Boyle Patrick J, Zrebiec John
Department of Internal Medicine, University of New Mexico School of Medicine, Albuquerque, NM, USA.
South Med J. 2007 Feb;100(2):183-94. doi: 10.1097/01.smj.0000242864.17631.a2.
Iatrogenic hypoglycemia is the main factor limiting aggressive and optimal diabetes management. Rather than being an inevitable consequence of optimal glycemic control, however, hypoglycemia is avoidable and generally straightforward to manage when it occurs. Professional caregivers, patients, and their families are often fearful of hypoglycemia, even though most episodes are minor and easily self-treated. Understanding the factors contributing to hypoglycemia risk and how to minimize its occurrence is an essential part of diabetes care. Building on the physiologic fundamentals presented in the accompanying review, the incidence, mortality/morbidity, clinical symptoms, severity classification, and psychosocial impact of hypoglycemia are described here. Appropriate selection and titration of therapeutic agents, including insulin analogs with more predictable time-action profiles than human insulin formulations, can reduce hypoglycemia risk. Patient education about hypoglycemia prevention, including symptom recognition and necessity of rapid treatment, behavioral modification, and the importance of frequent blood glucose monitoring should accompany all therapeutic interventions.

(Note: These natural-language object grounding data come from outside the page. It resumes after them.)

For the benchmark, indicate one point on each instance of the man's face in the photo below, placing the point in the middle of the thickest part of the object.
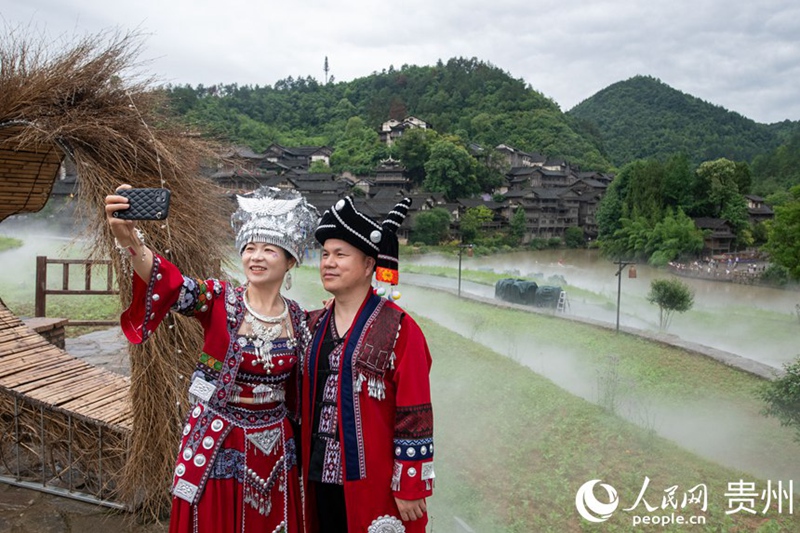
(344, 268)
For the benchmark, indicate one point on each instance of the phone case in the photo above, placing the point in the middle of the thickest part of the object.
(145, 204)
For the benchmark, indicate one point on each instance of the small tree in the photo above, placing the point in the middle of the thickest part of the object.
(431, 227)
(574, 238)
(670, 295)
(782, 397)
(473, 220)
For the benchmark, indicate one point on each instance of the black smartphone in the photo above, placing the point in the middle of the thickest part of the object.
(144, 204)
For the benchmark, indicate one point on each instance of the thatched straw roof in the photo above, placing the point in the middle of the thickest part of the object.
(88, 100)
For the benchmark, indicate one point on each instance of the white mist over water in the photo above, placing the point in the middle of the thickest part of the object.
(758, 323)
(717, 430)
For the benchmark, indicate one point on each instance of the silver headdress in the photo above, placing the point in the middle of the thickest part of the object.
(280, 217)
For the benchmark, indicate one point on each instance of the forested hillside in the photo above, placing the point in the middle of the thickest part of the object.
(472, 99)
(644, 118)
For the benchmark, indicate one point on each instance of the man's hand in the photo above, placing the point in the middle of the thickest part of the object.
(411, 509)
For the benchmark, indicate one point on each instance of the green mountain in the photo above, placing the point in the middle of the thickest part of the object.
(645, 118)
(472, 99)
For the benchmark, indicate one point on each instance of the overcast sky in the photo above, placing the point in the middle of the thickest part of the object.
(741, 55)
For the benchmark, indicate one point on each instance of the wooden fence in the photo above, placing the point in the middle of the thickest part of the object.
(89, 282)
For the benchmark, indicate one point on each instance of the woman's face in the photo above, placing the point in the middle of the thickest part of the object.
(265, 264)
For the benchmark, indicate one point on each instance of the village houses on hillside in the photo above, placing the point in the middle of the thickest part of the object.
(553, 194)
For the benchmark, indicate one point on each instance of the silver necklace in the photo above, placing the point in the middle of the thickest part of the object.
(264, 334)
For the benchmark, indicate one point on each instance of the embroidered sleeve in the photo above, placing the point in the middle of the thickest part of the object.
(413, 432)
(167, 289)
(196, 296)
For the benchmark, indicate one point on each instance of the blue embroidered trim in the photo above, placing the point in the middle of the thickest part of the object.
(413, 450)
(229, 464)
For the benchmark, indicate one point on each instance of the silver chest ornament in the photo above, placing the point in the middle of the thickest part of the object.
(386, 524)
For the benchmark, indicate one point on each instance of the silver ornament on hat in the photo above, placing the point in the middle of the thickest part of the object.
(274, 216)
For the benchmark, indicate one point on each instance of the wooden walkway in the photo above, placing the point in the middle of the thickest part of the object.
(41, 372)
(65, 424)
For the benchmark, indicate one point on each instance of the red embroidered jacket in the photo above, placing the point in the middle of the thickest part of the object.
(385, 415)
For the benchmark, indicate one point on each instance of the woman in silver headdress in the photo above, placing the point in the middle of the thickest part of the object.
(237, 464)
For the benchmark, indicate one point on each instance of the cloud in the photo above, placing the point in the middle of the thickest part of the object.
(740, 55)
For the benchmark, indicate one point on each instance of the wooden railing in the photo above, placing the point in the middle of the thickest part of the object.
(42, 291)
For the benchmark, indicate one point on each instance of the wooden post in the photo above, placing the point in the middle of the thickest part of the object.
(41, 285)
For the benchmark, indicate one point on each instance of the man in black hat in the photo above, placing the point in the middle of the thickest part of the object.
(367, 417)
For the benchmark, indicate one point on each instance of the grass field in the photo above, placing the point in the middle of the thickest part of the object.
(514, 445)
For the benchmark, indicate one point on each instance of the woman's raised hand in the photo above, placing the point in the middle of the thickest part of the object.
(124, 230)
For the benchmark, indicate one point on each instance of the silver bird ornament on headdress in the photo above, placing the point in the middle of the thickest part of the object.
(274, 216)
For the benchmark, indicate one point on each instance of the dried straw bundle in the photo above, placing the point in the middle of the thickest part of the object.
(115, 130)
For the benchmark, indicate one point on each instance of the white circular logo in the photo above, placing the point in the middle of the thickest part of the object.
(590, 507)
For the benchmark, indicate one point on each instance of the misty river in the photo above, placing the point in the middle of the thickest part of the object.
(751, 321)
(755, 322)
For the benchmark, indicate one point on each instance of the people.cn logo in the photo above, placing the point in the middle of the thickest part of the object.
(590, 507)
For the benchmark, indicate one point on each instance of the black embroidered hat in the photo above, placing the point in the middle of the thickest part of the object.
(343, 221)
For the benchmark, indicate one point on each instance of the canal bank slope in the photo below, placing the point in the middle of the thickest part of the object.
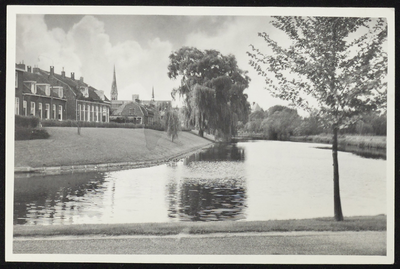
(102, 147)
(357, 223)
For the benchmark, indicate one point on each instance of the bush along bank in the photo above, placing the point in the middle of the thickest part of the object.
(27, 128)
(360, 141)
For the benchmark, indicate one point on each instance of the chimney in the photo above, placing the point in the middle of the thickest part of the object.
(21, 66)
(36, 69)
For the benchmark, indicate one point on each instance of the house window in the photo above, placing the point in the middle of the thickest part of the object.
(33, 108)
(107, 114)
(47, 90)
(47, 111)
(79, 112)
(54, 112)
(40, 110)
(16, 106)
(60, 112)
(25, 108)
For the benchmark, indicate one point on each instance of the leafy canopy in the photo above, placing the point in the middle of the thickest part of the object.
(212, 87)
(339, 63)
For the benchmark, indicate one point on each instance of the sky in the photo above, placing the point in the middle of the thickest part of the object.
(138, 46)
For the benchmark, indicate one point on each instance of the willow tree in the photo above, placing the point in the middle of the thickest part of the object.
(212, 88)
(337, 65)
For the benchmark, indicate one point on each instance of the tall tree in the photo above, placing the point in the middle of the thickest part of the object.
(339, 63)
(212, 87)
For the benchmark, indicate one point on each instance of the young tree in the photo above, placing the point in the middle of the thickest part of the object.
(212, 87)
(172, 124)
(339, 63)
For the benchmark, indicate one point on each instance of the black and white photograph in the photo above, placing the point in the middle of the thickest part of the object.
(200, 135)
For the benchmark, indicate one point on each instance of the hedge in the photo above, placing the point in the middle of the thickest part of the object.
(26, 121)
(27, 133)
(72, 123)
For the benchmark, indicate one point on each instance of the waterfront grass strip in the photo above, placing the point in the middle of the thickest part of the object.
(362, 223)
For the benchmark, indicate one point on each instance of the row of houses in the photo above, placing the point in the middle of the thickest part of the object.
(48, 95)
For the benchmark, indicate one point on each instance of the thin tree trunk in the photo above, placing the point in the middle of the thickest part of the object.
(336, 191)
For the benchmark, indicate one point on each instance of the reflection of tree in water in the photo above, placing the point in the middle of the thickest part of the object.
(207, 200)
(219, 152)
(47, 197)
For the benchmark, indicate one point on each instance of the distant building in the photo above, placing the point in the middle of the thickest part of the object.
(255, 107)
(36, 95)
(136, 110)
(54, 96)
(114, 89)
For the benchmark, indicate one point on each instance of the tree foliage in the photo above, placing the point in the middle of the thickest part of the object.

医源性低血糖是限制积极且优化的糖尿病管理的主要因素。然而,低血糖并非最佳血糖控制的必然结果,它是可以避免的,并且在发生时通常易于处理。专业护理人员、患者及其家属常常惧怕低血糖,尽管大多数发作轻微且易于自我处理。了解导致低血糖风险的因素以及如何将其发生降至最低是糖尿病护理的重要组成部分。基于随附综述中阐述的生理基础,本文描述了低血糖的发生率、死亡率/发病率、临床症状、严重程度分级以及社会心理影响。合理选择和调整治疗药物,包括选择比人胰岛素制剂具有更可预测的时间作用曲线的胰岛素类似物,可降低低血糖风险。所有治疗干预措施都应伴随对患者进行低血糖预防教育,包括症状识别、快速治疗的必要性、行为改变以及频繁血糖监测的重要性。